The Los Angeles Dodgers are going dairy-free. And there’s a t-shirt to prove it.
Growing up, many of us were taught that milk does a body good – especially if you want to be an athlete. But in recent years, many professional athletes have cut dairy out of their diets – including seven members of the LA Dodgers. You can now even buy an officially licensed “Dairy Free” t-shirt styled like the team’s vintage logo.
According to The Athletic, Dodgers players Corey Seager, Max Muncy, Kiké Hernandez, Ross Stripling, David Freese, and Kenley Jansen have all gone dairy-free. The shirt features four of their names on the front.
The shift to a dairy-free diet happened at the advice of retired Dodgers second baseman, Chase Utley, who cut dairy out of his diet a few years ago as he approached 40 in order to fight signs of aging. The southpaw found that his new lifestyle came with other health benefits, alleviating his chronic pain and inflammation.
According to SBNation, Utley advised his teammates to do the same and other Dodgers players followed suit. Hernandez went dairy-free after the 2017 season. Seager, who cut dairy out of his diet while recovering from surgery last August, lost nearly 30 pounds prior to reporting for spring training last week. He credits his new diet for allowing him to still exercise while in recovery.
Twenty-eight-year-old infielder Muncy said that the weight loss and reduced inflammation was a big enough “selling point” to convince him to go dairy-free as well.
“You’re talking about playing 162 games in 180 days. You’re talking about wearing cleats for all of those, which hurts your feet. Everything hurts. Anything you can do to gain an edge and make your body feel better on a daily basis, why wouldn’t you try it?,” Muncy told The Athletic.
The Dodgers join a growing number of athletes across all sports who are cutting out dairy for the health benefits.
Fifteen members of NFL’s Tennessee Titans adopted a plant-based meal plan with the help of Chef Charity Morgan, wife of linebacker Derrick Morgan. Athletes cited reduced inflammation, higher energy levels, faster recovery, and better performance on the field. “It’s been good. I still love it. I feel great. It helps me keep my weight down, too, because it can get too high in offseason as I eat a little bit more,” said defensive tackle Jurrell Casey.

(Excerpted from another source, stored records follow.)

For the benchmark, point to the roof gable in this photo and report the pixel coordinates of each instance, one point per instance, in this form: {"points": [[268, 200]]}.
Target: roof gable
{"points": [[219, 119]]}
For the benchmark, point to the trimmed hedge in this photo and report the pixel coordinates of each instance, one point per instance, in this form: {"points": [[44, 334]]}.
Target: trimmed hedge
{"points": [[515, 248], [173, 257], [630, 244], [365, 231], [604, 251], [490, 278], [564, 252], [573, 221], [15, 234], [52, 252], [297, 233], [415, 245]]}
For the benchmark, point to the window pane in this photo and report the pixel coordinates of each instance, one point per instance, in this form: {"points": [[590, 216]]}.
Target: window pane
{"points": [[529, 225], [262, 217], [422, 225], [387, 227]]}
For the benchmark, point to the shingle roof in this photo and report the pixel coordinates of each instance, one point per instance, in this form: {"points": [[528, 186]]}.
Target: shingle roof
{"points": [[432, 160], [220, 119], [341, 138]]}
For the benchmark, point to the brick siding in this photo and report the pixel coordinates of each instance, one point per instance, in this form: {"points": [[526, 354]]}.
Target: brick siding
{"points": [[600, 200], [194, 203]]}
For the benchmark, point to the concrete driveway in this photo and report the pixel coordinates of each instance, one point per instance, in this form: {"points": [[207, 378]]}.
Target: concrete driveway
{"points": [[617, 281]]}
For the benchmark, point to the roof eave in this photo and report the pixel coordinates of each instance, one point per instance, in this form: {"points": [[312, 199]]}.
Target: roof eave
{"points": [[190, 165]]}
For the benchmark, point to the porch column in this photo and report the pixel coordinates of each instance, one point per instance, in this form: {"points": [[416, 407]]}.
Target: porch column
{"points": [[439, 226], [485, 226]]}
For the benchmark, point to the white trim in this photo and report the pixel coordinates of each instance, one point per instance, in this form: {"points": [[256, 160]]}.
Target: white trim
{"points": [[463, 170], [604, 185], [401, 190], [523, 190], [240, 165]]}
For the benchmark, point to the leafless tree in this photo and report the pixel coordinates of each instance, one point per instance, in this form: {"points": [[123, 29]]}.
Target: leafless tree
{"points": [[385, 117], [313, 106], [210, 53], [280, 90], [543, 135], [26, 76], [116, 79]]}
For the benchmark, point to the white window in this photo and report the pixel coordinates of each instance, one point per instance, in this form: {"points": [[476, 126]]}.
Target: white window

Héctor Bellerín right-front for the English soccer team Arsenal, also credits his health improvements to a plant-based diet. “I always had a little problem with my ankles when I had played very hard games they would get a bit inflamed and stiff, and now I don’t even have to strap them to play anymore,” he said.
Olympic weightlifter Kendrick Farris, the only American male to compete in the 2016 Rio games and a vegan since 2014, told LIVEKINDLY last October that he suffered from symptoms of lactose intolerance for years.
When he ditched dairy, his performance and recover improved. He now campaigns for Switch4Good, which aims to educate athletes about how dairy affects health and how to swap it for plant-based versions. “Many athletes are quietly making a move to dairy-free alternatives regardless of propaganda to keep everyone on the hamster wheel,” he said, referring to the dairy industry’s “Got Milk?” campaign.
The Dodgers “Dairy Free” t-shirt is available on BreakingT.